Along the Towpath

IT’S HARD to believe that at last we’ve completed all our Christmas errands and finished off as many home improvements we need to before Christmas. The days are now getting longer, just two minutes a day, but that will soon add up. To celebrate this small but significant change and to draw a line in the sand (well in the mud at this time of year), we set off for a short walk along the towpath in the rapidly fading light.

A heron flies past Beckside Farm and over the old grey viaduct. Two Mute Swans bring grace and elegance to the canal basin at Horbury Bridge.

On one narrowboat, they’ve improvised a giant Christmas pudding by the tiller, using a black plastic bin bag and cut-out holly leaves.

We turn back when we reach the pylon wires, which are sizzling and crackling in the rain like sausages in a frying pan. The pylon, standing on the steep bank above a belt of broadleaves, makes a stark Christmas tree silhouette.

Just 15 minutes walk from our doorstep and I feel as if we’ve escaped into real countryside and experienced the wider world.

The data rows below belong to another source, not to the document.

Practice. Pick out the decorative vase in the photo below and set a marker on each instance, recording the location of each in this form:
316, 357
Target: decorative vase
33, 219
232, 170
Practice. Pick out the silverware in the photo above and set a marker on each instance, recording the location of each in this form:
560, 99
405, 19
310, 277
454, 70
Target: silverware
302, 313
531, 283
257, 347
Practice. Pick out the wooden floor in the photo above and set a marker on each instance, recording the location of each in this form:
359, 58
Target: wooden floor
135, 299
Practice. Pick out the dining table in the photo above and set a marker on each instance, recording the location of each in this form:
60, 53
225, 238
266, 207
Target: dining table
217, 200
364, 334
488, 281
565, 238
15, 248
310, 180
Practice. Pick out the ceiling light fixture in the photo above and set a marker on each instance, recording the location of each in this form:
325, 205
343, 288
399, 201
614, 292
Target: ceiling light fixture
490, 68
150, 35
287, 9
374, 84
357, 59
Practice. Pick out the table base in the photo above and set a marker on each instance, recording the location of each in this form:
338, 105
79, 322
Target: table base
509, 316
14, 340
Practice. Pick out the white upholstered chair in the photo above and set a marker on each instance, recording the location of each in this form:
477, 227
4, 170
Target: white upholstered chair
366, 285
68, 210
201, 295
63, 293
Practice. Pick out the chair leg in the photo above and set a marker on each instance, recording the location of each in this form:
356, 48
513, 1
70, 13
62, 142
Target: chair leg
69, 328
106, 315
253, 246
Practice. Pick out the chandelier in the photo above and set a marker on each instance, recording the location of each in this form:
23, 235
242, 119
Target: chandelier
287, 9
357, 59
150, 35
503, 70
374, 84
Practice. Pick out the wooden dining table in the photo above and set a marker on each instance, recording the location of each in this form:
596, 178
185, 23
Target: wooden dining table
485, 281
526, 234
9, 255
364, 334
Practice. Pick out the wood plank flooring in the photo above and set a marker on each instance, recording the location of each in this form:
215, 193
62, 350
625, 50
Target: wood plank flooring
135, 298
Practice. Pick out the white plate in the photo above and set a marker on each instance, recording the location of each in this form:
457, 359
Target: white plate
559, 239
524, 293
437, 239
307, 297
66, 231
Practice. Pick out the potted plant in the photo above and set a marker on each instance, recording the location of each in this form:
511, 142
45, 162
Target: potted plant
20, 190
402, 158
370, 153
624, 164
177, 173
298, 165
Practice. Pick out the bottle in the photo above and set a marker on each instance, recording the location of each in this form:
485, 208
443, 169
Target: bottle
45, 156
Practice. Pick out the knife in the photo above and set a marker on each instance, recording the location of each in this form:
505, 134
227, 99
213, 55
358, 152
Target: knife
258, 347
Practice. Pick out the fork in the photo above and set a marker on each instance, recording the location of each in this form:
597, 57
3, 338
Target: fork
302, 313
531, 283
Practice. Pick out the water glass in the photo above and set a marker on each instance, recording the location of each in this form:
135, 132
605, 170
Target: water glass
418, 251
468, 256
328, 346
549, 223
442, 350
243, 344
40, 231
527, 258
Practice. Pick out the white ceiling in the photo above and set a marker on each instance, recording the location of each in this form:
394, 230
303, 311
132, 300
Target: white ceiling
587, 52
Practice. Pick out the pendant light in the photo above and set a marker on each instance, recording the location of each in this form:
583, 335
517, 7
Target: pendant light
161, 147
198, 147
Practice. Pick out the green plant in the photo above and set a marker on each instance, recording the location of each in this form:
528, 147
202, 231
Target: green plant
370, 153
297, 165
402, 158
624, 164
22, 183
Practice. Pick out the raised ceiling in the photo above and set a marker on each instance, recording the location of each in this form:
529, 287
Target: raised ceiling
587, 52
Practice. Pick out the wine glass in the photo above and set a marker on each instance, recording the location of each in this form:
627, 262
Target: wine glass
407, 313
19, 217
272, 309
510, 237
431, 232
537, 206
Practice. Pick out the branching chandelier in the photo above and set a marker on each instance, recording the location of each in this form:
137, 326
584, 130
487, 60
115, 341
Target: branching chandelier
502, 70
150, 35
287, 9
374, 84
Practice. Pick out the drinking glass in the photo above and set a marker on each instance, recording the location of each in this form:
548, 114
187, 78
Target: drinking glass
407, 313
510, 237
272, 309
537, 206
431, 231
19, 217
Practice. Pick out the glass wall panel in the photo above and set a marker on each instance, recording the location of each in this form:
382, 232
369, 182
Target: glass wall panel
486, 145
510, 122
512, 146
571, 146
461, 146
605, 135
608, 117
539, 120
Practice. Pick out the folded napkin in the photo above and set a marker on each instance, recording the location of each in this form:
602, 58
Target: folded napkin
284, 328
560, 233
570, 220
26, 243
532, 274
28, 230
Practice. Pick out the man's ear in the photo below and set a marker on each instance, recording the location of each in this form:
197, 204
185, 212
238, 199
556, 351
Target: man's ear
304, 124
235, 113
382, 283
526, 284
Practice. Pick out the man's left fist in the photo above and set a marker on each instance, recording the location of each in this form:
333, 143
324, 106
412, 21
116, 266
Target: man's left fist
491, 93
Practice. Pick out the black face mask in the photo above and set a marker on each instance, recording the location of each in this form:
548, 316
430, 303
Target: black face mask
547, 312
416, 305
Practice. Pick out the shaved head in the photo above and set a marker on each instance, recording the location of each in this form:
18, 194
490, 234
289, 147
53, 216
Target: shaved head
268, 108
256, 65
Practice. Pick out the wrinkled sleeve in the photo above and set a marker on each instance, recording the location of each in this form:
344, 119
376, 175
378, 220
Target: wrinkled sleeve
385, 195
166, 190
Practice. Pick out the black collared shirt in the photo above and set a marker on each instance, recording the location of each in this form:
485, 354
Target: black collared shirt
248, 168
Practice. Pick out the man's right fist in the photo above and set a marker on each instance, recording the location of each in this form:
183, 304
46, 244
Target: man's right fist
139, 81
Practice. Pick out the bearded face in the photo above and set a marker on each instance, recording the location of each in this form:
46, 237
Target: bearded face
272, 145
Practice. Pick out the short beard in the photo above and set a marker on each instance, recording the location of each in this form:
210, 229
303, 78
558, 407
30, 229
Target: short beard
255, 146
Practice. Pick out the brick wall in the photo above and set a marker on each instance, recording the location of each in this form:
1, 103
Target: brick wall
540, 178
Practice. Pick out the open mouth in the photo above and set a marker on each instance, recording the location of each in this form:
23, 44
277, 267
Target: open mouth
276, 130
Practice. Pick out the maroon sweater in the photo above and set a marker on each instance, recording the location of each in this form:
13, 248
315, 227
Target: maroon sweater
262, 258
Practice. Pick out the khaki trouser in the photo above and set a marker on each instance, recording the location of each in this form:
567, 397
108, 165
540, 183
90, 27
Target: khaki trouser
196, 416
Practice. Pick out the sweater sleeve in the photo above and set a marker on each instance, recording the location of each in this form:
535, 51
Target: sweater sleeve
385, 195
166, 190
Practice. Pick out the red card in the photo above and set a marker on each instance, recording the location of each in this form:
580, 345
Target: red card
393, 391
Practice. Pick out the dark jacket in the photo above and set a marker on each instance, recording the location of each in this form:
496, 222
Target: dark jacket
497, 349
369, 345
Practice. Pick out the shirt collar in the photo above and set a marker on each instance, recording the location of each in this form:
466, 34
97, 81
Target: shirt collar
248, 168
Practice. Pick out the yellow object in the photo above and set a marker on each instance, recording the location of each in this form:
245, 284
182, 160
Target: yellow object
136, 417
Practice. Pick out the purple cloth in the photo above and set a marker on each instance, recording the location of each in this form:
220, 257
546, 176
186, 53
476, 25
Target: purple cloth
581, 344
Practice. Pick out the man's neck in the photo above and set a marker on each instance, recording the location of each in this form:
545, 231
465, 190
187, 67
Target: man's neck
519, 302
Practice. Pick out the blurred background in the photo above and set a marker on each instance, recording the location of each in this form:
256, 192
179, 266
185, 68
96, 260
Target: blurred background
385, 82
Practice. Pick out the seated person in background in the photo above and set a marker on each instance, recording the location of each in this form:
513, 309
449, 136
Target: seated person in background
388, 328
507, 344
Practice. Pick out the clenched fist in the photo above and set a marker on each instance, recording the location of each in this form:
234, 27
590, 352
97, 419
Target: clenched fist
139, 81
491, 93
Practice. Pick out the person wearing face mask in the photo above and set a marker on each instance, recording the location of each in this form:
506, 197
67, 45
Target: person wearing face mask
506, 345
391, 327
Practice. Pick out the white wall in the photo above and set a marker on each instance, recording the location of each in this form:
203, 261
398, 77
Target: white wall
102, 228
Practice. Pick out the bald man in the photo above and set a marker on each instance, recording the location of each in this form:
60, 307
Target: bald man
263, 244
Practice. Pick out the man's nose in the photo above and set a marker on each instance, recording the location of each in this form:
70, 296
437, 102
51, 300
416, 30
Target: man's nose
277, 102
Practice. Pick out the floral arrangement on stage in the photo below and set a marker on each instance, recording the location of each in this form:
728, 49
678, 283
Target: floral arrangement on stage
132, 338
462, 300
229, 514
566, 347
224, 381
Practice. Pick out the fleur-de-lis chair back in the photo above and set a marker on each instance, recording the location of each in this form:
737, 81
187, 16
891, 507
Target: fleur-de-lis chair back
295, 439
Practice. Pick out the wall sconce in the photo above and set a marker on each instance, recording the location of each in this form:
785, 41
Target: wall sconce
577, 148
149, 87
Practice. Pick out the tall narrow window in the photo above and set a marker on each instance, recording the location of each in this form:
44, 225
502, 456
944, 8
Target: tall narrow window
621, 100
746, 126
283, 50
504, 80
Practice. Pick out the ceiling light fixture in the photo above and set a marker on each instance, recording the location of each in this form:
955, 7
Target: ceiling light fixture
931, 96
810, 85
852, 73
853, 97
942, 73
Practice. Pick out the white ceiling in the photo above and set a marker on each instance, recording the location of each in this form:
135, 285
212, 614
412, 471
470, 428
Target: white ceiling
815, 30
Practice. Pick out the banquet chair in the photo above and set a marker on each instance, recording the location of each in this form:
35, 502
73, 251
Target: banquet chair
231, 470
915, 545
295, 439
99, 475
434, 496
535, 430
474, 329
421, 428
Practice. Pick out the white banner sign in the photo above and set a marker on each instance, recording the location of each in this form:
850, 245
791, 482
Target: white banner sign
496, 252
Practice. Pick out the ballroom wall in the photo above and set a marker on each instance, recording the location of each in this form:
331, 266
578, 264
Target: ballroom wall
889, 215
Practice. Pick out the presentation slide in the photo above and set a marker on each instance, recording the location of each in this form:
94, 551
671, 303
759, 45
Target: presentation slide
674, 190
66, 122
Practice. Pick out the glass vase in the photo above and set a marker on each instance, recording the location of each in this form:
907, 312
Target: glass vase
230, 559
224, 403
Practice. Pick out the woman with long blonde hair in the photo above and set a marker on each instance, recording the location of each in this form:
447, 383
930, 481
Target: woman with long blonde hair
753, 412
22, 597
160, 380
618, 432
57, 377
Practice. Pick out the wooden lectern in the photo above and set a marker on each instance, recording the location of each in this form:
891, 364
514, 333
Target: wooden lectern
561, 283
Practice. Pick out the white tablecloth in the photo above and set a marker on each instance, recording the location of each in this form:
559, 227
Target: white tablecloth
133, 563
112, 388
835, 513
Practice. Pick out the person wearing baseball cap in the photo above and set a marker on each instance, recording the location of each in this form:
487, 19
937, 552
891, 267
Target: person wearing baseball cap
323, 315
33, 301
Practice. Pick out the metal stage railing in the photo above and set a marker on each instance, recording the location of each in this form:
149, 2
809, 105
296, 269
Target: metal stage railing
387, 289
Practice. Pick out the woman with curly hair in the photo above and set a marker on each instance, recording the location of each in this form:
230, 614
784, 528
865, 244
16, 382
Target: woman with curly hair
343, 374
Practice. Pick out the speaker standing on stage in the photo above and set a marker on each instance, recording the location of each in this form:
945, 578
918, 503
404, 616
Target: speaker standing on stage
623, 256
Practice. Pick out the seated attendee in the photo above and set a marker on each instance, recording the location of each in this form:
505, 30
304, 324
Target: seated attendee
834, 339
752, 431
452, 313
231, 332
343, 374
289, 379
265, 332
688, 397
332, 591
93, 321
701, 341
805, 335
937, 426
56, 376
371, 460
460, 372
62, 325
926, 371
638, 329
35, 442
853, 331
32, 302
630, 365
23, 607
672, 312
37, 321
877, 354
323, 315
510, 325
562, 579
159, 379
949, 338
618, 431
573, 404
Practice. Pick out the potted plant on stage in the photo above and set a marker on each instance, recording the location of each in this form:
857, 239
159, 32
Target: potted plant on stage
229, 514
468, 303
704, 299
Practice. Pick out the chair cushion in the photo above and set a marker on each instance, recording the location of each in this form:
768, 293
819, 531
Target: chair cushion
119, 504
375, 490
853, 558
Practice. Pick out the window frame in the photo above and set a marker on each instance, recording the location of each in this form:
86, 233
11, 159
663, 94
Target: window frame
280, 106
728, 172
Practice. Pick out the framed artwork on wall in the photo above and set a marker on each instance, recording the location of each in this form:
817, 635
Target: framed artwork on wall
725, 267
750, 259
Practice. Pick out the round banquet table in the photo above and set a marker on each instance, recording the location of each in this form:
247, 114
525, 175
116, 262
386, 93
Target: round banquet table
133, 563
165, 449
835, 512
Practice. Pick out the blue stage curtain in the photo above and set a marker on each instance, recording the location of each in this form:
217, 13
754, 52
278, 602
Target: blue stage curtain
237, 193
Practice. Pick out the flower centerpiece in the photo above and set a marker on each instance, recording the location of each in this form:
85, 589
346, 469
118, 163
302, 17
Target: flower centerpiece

As we walk back up from the towpath alongside the Bingley Arms, I rub my fingers through the Wormwood to smell this bitterly aromatic herb. It’s appropriate that it should be planted here by the pub as it has been used in brewing and as a flavouring in absinthe and in some Polish vodkas.

Kat Kong

On our walk along the towpath yesterday afternoon, I tried photographing the Canal House cat – well one of the Canal House cats, there are several – as it sat on a shed roof and it’s ended up looking giant-sized compared with the old barge-horse stables, like Kitten Kong in The Goodies, which rampaged around London and demolished the Post Office Tower. Barbara and I saw Jack Black in Gulliver’s Travels in 3D last week so perhaps that influenced my viewpoint.

Flowstone

I’ve never taken so many photographs as I have since I got my little Olympus Tough a year ago; it’s almost always with me. I’ve drawn this deposit of flowstone in my Wild West Yorkshire diary before but yesterday I took the opportunity to photograph it on the camera’s macro setting. It’s such a small camera that all I need to do is lean over, holding it at arm’s length, to get near the outflow, which comes out of the canal bridge on a steep banking. In close-up it looks like deposits that I’ve seen in limestone caves. I assume that water is dissolving lime in mortar between the stones of the bridge piers.

Hoar Frost

Yesterday afternoon the shadows were white – white with frost. The towpath is something of a sun trap, even when the sun is so low on a winter’s day, but the ridge of trees opposite casts a long shadow so in places the path is muddy but just inches away the ground is frozen solid and the vegetation rimed with hoar frost where it has remained in shadow all day.